Why are marketers forced to be so short sighted? 

Please keep in mind that I don’t have confirmation that the program is indeed being canceled – my intel here is a short exchange with an employee who may have been misinformed. But, it did get me thinking about marketing and how focused on the short-term marketers are forced to be. Sure, measuring the impact of a marketing program like this is hard. Maybe the short-term ROI of program is limited (although our exit bill was ~$120), but Home Depot execs shouldn’t discount the fact that the program fosters a bunch of little do-it-yourselfers who become Home Depot brand advocates at the tender age of 5.Before canceling this program to save costs, Home Depot needs to examine the impact:

  • According to Home Depot’s website, an average of 75 kids/store attend the workshops each month. With 2100 stores (and an average of 1.5 kids/adult), that’s 105,000 adults in the store on the 1st Saturday of the month that likely wouldn’t have been there otherwise. Now assume that 10% of those adults spend $100. That’s $1,050,000 each month. Now, consider the flip side, cancel the program and the parents don’t come in and spend – that’s an annual loss of $12.6 million.

  • It’s also not unreasonable in the least to think that the program has some additional brand impact on the parents of these kids. Again, let’s conservatively assume that 10% of the parents make one additional trip to Home Depot and spend $100. That’s another $1,050,000 per year.

  • Home Depot says that over 17.5 million projects have been completed in the workshops since 1997. I’m sure there are quite a bit of repeat visitors so let’s assume that the program has reached 6 million kids since it was initiated. That’s a lot of brand advocates with future purchasing potential. Once again, take a conservative assumption: let’s say 1% of those kids grows up to spend $300/year. That’s $18,000,000 per year (in today’s money).

Starts to add up, doesn’t it? Now, I don’t know much about Home Depot’s business or have any insight to average order size and that sort of thing so it’s hard to go on, but I think I’ve made my point. I wonder if the execs are evaluating the program based on costs and fluffy returns or quantifying the fact that the program:

  • Drives traffic into the store.

  • Yields (by my back of the napkin estimate) $13.7 million/year now.
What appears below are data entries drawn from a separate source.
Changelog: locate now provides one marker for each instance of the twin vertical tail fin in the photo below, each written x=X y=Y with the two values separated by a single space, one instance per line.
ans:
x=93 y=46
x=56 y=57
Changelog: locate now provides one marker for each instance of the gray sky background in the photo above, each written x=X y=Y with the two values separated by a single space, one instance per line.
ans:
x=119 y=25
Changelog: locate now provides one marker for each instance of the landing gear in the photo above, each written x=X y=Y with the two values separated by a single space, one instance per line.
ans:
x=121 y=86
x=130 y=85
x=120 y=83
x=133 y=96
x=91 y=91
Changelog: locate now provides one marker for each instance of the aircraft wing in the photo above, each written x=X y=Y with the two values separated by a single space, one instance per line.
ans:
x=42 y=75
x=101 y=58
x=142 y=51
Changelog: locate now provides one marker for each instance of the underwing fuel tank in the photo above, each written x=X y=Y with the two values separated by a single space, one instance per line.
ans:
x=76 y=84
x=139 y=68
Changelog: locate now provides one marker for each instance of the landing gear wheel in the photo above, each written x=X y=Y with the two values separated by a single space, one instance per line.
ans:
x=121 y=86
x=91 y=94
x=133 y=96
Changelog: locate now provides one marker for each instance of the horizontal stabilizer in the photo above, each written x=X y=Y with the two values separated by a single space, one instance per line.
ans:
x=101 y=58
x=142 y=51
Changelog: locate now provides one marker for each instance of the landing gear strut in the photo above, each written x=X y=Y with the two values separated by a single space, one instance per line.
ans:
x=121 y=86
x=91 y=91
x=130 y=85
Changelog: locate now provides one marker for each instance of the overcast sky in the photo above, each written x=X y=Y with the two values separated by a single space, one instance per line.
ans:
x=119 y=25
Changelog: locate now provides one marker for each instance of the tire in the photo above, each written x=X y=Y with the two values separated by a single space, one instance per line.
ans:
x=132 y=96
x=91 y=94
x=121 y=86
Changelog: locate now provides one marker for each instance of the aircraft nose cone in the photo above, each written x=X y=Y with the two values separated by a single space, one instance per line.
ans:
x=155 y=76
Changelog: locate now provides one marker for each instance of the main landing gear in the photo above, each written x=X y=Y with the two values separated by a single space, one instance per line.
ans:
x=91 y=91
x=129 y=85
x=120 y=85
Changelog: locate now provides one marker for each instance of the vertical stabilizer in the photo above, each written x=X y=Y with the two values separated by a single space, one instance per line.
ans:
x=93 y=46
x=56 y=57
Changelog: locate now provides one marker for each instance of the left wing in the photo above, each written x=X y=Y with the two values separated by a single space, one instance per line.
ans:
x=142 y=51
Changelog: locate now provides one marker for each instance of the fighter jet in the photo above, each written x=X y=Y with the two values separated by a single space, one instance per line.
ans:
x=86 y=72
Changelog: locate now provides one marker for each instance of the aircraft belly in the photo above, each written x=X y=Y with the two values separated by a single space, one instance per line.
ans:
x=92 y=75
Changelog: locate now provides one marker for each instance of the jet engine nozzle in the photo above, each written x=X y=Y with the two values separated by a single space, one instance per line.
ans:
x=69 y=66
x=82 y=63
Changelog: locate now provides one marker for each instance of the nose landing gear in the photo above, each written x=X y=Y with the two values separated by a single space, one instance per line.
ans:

  • Creates future buyers.

I sure hope the marketing folks at Home Depot are presenting the powers that be with numbers and not just shrugging their shoulders about the value of the program. Even though some of the numbers may not be auditable based on available data, I’ve always found that presenting numbers based on realistic (i.e., totally believable estimates) is a very powerful tool for getting senior executives on board with a marketing strategy or a program idea.